Highlights & Insights¶
- The first systematic audio hallucination benchmark—filling the void in audio research compared to the mature hallucination studies in text and vision.
- The design of three domains \(\times\) multiple tasks \(\times\) multidimensional metrics provides unprecedented diagnostic granularity.
- Analysis of Yes/No bias and rejection rates reveals systematic issues unique to LALMs.
Limitations & Future Work¶
- The dataset size (5K+) is still relatively small compared to visual hallucination benchmarks.
- Audio sources are derived from a limited set of datasets, potentially failing to cover all real-world scenarios.
- Multilingual speech hallucinations are not yet addressed.

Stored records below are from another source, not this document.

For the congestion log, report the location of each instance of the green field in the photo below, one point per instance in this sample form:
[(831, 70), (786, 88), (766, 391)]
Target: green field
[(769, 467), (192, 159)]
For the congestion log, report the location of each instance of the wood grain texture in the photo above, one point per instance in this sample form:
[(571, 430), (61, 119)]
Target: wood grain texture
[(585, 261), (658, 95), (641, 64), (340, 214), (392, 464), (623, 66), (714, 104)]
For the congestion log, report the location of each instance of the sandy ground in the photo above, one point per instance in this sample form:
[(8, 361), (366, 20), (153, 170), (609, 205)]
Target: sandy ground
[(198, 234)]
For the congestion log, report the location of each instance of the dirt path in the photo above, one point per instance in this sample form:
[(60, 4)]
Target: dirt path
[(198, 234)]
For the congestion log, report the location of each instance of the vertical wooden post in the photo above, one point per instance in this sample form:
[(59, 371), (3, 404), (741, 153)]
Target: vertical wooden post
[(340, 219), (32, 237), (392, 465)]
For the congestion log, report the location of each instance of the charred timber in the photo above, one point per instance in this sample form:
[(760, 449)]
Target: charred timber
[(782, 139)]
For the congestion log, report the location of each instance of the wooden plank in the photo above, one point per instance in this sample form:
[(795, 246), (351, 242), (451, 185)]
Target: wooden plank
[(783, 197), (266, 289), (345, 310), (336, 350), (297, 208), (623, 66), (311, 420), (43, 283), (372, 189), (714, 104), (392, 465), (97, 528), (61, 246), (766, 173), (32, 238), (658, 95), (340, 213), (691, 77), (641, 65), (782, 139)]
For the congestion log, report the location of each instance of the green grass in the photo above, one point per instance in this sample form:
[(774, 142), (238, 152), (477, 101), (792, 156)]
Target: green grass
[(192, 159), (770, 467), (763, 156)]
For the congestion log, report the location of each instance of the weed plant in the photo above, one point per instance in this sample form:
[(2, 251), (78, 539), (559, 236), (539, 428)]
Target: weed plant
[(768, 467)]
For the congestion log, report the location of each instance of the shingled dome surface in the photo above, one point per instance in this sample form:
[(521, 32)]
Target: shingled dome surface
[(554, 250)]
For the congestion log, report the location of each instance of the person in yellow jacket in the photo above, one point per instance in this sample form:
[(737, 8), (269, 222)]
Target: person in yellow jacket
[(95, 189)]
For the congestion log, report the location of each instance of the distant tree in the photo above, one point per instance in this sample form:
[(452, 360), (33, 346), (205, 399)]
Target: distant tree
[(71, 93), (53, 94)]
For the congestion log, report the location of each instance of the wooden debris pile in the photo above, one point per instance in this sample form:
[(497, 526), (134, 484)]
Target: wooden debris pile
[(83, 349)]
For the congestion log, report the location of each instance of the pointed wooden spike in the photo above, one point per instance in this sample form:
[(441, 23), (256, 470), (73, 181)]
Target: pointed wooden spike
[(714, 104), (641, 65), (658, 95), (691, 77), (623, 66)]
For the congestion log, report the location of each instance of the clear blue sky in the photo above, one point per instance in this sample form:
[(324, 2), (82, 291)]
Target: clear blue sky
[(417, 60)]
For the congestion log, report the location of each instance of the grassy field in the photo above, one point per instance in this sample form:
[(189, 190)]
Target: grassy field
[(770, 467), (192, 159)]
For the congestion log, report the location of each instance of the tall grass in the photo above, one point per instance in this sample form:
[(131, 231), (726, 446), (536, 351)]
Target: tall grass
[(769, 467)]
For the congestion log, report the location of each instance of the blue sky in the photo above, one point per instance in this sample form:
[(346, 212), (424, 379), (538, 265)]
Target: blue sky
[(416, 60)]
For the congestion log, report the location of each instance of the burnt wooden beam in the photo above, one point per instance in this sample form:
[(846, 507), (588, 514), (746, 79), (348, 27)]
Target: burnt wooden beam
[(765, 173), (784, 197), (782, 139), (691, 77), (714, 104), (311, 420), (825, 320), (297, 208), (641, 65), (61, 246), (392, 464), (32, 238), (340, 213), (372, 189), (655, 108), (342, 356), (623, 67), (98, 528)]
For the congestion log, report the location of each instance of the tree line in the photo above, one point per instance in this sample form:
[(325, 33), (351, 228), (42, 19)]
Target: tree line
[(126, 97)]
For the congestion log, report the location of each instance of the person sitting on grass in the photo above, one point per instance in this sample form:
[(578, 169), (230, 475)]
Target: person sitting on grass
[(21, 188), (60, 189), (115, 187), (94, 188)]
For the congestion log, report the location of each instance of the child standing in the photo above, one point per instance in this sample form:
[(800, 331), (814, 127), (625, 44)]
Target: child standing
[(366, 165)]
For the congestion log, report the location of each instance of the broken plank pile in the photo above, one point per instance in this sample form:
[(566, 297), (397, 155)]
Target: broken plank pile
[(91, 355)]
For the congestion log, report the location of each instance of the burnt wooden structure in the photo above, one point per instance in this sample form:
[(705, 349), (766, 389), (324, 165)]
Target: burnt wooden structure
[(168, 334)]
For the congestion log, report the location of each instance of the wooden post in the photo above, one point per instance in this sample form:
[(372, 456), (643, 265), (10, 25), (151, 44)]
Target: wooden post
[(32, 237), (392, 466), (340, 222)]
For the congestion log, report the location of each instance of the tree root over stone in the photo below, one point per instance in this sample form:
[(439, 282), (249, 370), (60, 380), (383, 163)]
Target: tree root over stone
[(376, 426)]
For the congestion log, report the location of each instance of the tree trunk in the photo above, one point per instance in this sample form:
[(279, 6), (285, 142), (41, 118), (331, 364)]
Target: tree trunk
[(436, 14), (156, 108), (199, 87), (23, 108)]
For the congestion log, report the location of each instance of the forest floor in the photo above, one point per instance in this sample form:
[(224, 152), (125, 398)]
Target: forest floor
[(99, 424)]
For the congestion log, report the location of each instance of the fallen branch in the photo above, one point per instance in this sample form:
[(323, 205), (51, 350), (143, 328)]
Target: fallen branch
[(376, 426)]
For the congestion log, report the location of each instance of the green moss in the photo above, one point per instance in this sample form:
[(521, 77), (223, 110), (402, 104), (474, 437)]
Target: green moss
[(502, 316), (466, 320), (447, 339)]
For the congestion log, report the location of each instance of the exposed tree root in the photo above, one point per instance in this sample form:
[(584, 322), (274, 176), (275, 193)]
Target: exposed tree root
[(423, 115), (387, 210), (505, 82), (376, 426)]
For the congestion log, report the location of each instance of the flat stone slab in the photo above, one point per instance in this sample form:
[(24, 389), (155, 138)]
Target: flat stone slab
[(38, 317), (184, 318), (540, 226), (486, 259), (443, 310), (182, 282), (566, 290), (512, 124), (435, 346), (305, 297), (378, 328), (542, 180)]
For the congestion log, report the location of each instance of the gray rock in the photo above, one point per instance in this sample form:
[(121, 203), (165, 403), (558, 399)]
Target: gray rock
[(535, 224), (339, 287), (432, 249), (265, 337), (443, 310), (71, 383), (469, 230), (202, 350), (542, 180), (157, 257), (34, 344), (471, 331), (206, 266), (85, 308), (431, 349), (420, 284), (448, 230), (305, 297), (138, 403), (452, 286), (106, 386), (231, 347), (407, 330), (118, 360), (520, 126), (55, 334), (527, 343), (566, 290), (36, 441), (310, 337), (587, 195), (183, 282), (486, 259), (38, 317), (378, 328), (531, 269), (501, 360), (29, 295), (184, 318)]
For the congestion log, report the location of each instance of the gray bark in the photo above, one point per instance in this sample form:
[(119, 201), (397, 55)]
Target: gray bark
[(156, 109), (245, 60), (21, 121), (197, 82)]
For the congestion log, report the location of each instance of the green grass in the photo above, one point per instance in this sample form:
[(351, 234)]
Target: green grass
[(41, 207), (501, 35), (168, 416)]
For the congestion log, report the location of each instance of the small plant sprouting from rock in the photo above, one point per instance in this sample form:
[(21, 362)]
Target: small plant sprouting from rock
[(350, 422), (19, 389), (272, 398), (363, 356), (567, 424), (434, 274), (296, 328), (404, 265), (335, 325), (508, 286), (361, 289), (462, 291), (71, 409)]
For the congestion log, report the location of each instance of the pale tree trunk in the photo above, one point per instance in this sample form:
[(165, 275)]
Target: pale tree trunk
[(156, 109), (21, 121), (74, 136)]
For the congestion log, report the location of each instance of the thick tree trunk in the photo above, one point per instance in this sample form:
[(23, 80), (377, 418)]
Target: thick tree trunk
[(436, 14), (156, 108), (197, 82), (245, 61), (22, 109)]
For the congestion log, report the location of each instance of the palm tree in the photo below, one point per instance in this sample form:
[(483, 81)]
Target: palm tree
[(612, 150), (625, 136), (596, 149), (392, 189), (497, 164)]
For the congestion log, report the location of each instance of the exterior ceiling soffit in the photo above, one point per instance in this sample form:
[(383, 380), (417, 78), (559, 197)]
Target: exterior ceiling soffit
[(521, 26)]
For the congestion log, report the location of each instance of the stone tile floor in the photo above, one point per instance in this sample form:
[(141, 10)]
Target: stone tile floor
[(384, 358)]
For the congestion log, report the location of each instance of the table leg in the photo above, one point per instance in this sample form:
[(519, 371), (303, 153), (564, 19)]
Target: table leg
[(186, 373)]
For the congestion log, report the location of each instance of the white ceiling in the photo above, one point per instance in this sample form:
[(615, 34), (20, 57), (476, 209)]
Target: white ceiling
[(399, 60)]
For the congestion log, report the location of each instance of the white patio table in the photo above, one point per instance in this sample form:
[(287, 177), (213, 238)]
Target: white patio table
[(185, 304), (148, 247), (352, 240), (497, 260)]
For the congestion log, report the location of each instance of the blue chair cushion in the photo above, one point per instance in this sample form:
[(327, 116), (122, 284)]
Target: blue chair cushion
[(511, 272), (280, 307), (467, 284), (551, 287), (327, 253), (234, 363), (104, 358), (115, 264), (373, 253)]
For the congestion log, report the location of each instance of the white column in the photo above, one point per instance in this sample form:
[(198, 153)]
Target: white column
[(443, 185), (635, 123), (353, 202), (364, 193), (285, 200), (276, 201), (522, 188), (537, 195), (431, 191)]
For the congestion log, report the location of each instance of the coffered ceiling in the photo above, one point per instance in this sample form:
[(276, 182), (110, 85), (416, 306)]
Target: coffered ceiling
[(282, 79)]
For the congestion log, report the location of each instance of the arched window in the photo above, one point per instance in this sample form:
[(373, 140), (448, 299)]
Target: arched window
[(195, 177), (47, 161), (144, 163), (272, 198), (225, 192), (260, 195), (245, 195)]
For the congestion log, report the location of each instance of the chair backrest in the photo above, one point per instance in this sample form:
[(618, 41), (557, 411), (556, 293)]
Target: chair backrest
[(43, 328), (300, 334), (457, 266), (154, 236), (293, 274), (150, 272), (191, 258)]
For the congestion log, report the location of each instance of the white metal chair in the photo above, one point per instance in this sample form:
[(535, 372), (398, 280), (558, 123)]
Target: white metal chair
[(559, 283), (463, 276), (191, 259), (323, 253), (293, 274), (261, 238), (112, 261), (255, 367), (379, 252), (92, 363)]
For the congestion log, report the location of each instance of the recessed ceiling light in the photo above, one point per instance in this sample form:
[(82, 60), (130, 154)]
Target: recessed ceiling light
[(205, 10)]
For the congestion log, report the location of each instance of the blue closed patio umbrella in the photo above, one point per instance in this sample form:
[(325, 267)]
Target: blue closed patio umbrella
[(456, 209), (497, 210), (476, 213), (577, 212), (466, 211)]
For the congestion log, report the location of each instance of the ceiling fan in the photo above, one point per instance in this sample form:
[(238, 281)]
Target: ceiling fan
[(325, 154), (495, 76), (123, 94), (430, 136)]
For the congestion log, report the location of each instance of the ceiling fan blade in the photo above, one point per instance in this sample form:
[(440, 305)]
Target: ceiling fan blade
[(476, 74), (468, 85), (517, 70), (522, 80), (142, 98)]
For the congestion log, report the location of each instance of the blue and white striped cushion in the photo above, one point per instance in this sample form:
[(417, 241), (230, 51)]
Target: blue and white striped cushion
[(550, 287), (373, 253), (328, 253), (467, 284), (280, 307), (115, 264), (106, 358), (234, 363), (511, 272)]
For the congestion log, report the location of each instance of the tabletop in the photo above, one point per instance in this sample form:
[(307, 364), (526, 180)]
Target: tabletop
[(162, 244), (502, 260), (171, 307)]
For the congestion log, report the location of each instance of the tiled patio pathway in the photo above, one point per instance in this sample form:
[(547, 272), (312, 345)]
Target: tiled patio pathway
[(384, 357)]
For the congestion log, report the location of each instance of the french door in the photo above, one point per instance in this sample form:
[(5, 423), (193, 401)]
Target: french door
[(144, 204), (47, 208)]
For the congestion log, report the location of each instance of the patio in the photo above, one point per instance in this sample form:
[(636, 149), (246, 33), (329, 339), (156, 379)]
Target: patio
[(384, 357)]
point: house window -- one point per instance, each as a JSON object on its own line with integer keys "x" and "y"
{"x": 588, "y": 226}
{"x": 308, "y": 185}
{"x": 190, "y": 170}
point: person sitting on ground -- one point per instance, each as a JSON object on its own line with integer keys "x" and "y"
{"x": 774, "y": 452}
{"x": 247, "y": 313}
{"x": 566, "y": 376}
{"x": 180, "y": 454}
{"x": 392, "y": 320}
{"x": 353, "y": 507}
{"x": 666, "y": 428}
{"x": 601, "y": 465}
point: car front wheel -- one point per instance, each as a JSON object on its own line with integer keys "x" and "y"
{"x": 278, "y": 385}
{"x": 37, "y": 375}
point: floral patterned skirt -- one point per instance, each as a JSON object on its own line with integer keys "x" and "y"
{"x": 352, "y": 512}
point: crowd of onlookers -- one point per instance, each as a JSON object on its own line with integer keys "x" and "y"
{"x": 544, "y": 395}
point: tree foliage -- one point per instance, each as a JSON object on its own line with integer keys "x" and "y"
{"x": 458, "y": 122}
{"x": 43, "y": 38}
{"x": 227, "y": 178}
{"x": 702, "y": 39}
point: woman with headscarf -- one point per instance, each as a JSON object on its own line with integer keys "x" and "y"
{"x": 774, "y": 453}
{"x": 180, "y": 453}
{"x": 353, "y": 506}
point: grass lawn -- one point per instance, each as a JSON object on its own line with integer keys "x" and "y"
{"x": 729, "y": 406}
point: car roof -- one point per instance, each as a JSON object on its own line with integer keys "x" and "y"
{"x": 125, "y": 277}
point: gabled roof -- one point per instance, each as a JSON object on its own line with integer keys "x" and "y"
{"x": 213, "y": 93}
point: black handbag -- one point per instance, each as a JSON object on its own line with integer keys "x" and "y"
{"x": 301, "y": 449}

- Future work could extend to audio-visual joint scenarios and conversational audio understanding.
Related Work & Insights¶
- vs. AHa-Bench: AHa-Bench uses small-scale binary QA; HalluAudio provides comprehensive multi-task, multidimensional evaluation.
- vs. CHAIR (Vision): While CHAIR detects object-level hallucinations, HalluAudio adapts similar logic to the audio domain.
- vs. Frieske & Shi (2024): Their work focuses solely on ASR hallucinations, whereas HalluAudio covers speech, environmental sound, and music.
Rating¶
- Novelty: ⭐⭐⭐⭐⭐ First large-scale cross-domain audio hallucination benchmark; fills a critical gap.
- Experimental Thoroughness: ⭐⭐⭐⭐ Evaluated multiple models across several dimensions, though deeper analysis of specific model behaviors could be expanded.
- Writing Quality: ⭐⭐⭐⭐ Clear benchmark design and systematic taxonomy.
- Value: ⭐⭐⭐⭐⭐ Provides a much-needed evaluation tool for audio AI safety research.